Photo by Alex Petroski 2018

By Daniel Dunaief

Daniel Dunaief

It’s time for the media to look elsewhere. The lowest hanging fruit has been extensively covered. Washington journalists and, indeed, state and community journalists have a responsibility to cover the entire landscape. Everything doesn’t run through one office, one branch of the federal government or one person.

It’s time to highlight human interest stories. Flawed though it may be in parts, the movie “Instant Family,” starring Mark Wahlberg and Rose Byrne makes people laugh. However, it also addresses a significant issue about foster children “in the system.” No, I didn’t run out to adopt a foster child as the final credits were rolling, but I heard some personal details that were as moving to me as they were to the people in the movie.

We the press should run off and cover the local versions of Karen, played by Octavia Spencer, and Sharon, acted by Tig Notaro, who work tirelessly at an adoption agency. Spencer is a remarkable combination of serious and slapstick, offering the kind of range typically only reserved for a main character. She draws the audience, and the other characters, to her, offering perspectives on fostering children and adoption that aren’t often discussed.

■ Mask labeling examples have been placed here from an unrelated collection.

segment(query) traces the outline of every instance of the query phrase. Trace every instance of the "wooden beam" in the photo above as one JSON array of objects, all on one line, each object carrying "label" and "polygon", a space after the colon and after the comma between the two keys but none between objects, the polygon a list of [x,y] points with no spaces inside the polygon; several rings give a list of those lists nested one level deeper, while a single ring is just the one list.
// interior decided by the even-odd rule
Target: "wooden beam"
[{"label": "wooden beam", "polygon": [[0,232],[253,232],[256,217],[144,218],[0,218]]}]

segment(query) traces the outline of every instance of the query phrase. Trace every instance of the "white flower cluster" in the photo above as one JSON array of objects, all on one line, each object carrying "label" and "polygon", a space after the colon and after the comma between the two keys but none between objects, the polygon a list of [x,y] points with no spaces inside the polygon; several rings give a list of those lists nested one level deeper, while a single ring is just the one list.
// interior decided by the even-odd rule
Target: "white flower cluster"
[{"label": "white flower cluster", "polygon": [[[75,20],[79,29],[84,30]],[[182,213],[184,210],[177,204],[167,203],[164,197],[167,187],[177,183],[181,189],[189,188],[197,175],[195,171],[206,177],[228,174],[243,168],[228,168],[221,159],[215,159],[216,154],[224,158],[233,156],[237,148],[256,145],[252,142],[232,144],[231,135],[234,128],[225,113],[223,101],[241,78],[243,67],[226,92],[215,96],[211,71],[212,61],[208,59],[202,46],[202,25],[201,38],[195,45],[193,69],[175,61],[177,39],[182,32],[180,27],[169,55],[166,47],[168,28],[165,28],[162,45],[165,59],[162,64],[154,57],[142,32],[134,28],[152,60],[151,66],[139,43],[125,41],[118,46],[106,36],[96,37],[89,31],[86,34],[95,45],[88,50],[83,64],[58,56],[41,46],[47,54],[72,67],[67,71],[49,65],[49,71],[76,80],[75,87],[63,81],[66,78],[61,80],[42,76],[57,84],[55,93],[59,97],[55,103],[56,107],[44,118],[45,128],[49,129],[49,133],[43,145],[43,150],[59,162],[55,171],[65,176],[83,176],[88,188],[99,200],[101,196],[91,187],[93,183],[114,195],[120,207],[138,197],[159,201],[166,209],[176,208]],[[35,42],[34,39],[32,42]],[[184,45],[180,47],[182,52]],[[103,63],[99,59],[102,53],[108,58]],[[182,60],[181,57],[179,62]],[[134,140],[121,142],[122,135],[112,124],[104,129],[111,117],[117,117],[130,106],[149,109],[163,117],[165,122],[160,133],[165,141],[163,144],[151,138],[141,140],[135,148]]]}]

Undoubtedly, on Long Island, in New York and in the United States, people like Karen and Sharon give children hope and seek to connect parents looking to adopt with children, while maintaining level heads through the high-stakes process.

Every year, papers print out lists of high school graduates, sometimes including the names of colleges these newly minted graduates plan to attend. These students, many of whom have spent their lives in one place, are preparing to take their next steps on literal and figurative terrain they haven’t yet covered, except perhaps to pay a quick visit to a college.

Maybe, in addition to listing all the high school graduates, we should interview several college graduates 10 years after they graduated from high school, asking them what they learned, what mistakes they made and what paths they took to get them from their youthful hope to their current state.

And, yes, there are local and national politicians who have become subsumed in the Washington wave. Some of them also have worthy ideas such as our local state Assemblyman Steve Englebright (D-Setauket) with his work on the environment. We owe it to ourselves to hear them, to give them a platform and to give our readers a chance to
respond to their visions and ideas.

In an era when people voted in impressive numbers in the recent midterm elections, we need to know what everyone in Albany or Washington is doing. Voting is just the start. We should keep tabs on them, encourage them to follow through on their campaign promises, and lend our support when they turn to their constituents for help.

We should also hear more from police chiefs, who can offer insights into what it’s like on the front lines of the drug crisis. Many of these people are working feverishly to prevent family tragedies that resonate for years, hoping to redirect people away from self-destructive paths.

Every day, incredible people with tales of trials and tribulations live among us, pursuing their goals while trying to ensure that they follow their moral and civil compasses.

In this incredible country, merely being famous or even powerful isn’t enough of a reason to write about what we like or don’t like about someone everyone sees every day. We need to shine the spotlight in the corners of rooms, not waiting for YouTube, reality TV or a heroic sports moment to catapult someone to public attention. Some people deserve that attention because they typically remain in the shadows, supporting others, saying the right things when there isn’t a camera in sight, and inspiring others to believe in themselves.